The FT process takes any carbon containing material and breaks it into individual building blocks in a gas form (synthesis gas). FT synthesis then combines these building blocks into SAF and other fuels. Two different FT processes have been certified by ASTM to date, one that produces a straight paraffinic jet fuel (SPK) and one that also produces additional aromatic compounds (SAK). Both processes can use any carbon containing starting material, according to the specification. Maximum blend ratio for both options is 50%. ASTM spec for SPK: D7566 – Annex 1 ; ASTM spec for SAK: D7566 – Annex 4
Hydrotreated Esters and Fatty Acids (HEFA)

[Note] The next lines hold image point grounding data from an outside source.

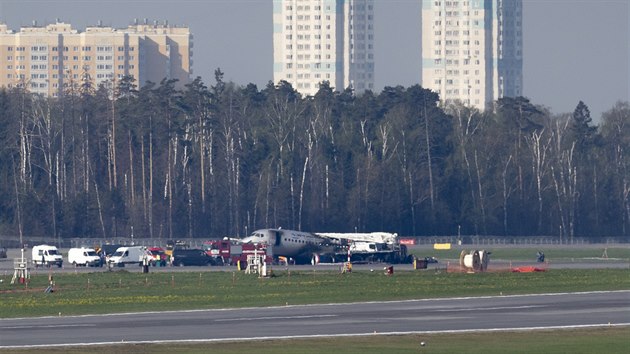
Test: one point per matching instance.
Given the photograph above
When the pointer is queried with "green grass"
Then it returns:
(122, 291)
(601, 340)
(552, 254)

HEFA refines vegetable oils, waste oils or fats into SAF through a process that uses hydrogen (hydrogenation). In the first step of the process the oxygen is removed by hydride-oxygenation. Next the straight paraffinic molecules are cracked and isomerised to jet fuel chain length. The process is similar to that used for Hydrotreated Renewable Diesel production, only with more severe cracking of the longer chain carbon molecules. Maximum blend ratio is 50%. ASTM spec: D7566 – Annex 2
Synthesized Iso-paraffins (SIP)
SIP is a biological platform, whereby microbes convert C6 sugars into farnesene, which after treatment with hydrogen can be used as SAF. Max blend ratio is 10%. ASTM spec: D7566 – Annex 3
Alcohol to Jet (AtJ)
AtJ converts alcohols into SAF by removing the oxygen and linking the molecules together to get the desired carbon chain length (i.e. oligomerisation). Currently there are two feedstocks approved for use in the AtJ technology: ethanol and iso-butanol. The source of the alcohol is not specified. Max blend ratio is 50%. ASTM spec: D7566-4
With co-processing, vegetable oils, waste oils and fats are processed along with conventional crude oil feedstocks in existing refining complexes. It is not per se a SAF focused production pathway, but more a result of the approval of feeding a small percentage vegetable oils into a refining complex. There is no annex to the D7566 specification for co-processing, but the use of biological oils is made possible by an amendment in the fossil jet fuel spec (D1655).
Note that the fact that a technology is certified does not mean that the fuel is also produced on a commercial scale. HEFA based biofuel is the only product that is commercially available today and powered over 95% of all SAF flights to date In addition to the six pathways described above, many more feedstock/technology combinations for SAF production are currently under development and in the process of getting ASTM certification.